DOS2 Review: Audio and Visual
The graphics of Divinity Original Sin 2 may not be as good as some triple-A games, however it’s still sufficient for players to enjoy and get lost inside the fantasy world. It very much looks as though they used the same engine from the first game, with some slight graphical improvements. I’m not sure if you can classify this as disappointing or whether it’s simply the logical thing to do, but there you have it.
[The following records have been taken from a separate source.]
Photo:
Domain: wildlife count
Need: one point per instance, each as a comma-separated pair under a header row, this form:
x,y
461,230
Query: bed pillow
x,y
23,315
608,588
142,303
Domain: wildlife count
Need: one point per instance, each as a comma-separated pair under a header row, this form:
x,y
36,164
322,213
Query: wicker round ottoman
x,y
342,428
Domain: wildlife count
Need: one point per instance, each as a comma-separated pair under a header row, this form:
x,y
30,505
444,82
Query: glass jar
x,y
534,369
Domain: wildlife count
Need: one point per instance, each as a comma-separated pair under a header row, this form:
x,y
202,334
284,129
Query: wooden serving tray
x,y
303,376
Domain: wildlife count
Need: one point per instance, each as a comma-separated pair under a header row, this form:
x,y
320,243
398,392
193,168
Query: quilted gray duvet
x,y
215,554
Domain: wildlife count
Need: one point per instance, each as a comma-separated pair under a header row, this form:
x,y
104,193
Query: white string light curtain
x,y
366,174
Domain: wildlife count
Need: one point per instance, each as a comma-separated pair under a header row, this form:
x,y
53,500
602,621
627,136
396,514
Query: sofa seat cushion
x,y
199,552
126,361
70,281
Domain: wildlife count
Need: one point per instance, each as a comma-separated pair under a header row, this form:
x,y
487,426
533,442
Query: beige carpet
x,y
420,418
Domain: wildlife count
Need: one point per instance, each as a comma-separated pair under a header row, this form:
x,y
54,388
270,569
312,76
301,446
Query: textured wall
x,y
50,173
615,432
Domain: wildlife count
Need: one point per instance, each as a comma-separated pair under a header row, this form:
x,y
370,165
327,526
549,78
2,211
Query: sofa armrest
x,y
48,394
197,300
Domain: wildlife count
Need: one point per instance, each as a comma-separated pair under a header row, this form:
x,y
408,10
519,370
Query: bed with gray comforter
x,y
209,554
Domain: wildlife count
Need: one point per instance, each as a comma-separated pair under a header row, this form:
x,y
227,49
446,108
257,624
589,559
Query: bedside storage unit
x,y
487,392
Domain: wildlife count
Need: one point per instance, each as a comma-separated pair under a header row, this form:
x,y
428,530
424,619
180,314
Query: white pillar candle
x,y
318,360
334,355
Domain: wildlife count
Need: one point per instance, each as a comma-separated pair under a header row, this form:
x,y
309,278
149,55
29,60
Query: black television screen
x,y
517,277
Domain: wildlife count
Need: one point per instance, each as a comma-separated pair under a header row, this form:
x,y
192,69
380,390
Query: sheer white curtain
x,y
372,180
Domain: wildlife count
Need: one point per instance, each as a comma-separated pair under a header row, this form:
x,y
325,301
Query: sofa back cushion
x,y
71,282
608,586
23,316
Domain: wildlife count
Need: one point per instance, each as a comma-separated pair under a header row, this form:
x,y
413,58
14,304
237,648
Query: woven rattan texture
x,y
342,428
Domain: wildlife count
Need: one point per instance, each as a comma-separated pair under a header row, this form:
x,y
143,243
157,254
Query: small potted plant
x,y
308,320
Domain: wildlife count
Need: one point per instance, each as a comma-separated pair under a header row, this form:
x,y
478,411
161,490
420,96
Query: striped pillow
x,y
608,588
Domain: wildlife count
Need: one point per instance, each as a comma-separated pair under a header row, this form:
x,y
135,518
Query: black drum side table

The music of Divinity Original Sin 2 is actually quite impressive. Its style perfectly fits the vibe of the game, and you may want to just stay at the main menu so you can listen to the beautiful melody of the main theme (I know I have). On the voice acting front, it’s hands down some the best I have ever heard (it may actually be the best). A huge improvement from the precursor, and against all odds, Larian Studios managed to include full voice acting for EVERY NPC and EVERY character, in a game that features a tremendous amount of dialogue and narrating. Outstanding!
On the voice acting front, it’s hands down some the best I have ever heard.
5 comments on “Divinity: Original Sin 2 Review – Turn-Based on Top”
I deleted ‘other’; the title is more entertaining than the Action titles seen spread far and wide, but found myself a but dulled out by it quickly.
I’ve owned the 1st one on PC and PS4 since they became available on either system (or close enough).
Never could get beyond the cheesy VA and overly bulky male character models.
Got the 2nd one on PS4 and still hated the VA. The PS4 controls also seemed too awkward to bother with. Never made it out of the intro.
I mean, fantasy, turn based, squad games are kinda my thing, so this has always frustrated me. I’ve wanted to like the games badly.
I think my only chance will be to make 2 female characters and retry the 1st game one day (PC controls). Male VA tends to irk me pretty bad in about 80% of the games that have it. I realize that this is a personal thing.
Maybe if that ever happens, and I actually finish it, I will one day just get the 2nd one on PC. Mouse and keyboard works much better in these type of games imo.
I own Pillars of Eternity on both PC and PS4 and the PS4 controls can be a bit wonky, whereas PC is typically smoother and more reliable.
Also, finally picked up Pillars2, so that will keep me busy for awhile.
Maybe one day I’ll see get beyond the VA and give DOS the chance it more than likely deserves. I never mind eating my own foot if it ends with me enjoying something.
On the Surface your argument seems valid, since both Games have a very similar Tone, both are Fantasy, both borrow heavily on PnP (NWN is in fact a DnD based Game) and booth are kind of turn-based. But, as stated above, DOS2 is much morre innovative in terms of game system and player freedom.
Are you sure you saw streams of the right game ? There’s nothing “action” about this rpg it’s turn based ! Youcan actually roleplay here and come back to the game’s 100h campaign numerous times without experiencing the same story. If you’re glad to pay 60$ for a quickly forgotten 10h game that’s your choice. I’m better paying 45 for hundreds hours of gameplay i’ll come back to for many years.
I do not have the game, but have been watching it on streams, so this opinion is not based on anything but a viewer’s perspective. While I find the title more entertaining than many of the action games seen currently, I still find this one rather average. The beginning hours of the game plays out much like a NWN1 mod I have seen, so this was not new to me. The VA is top rate from what I could hear, but it still remains a bit of the clunky mechanics seen in the start of the century. It has more lore than many other Action and current RPG’s out there, so a Player could make a worse choice for a purchase, but it remains about average for me.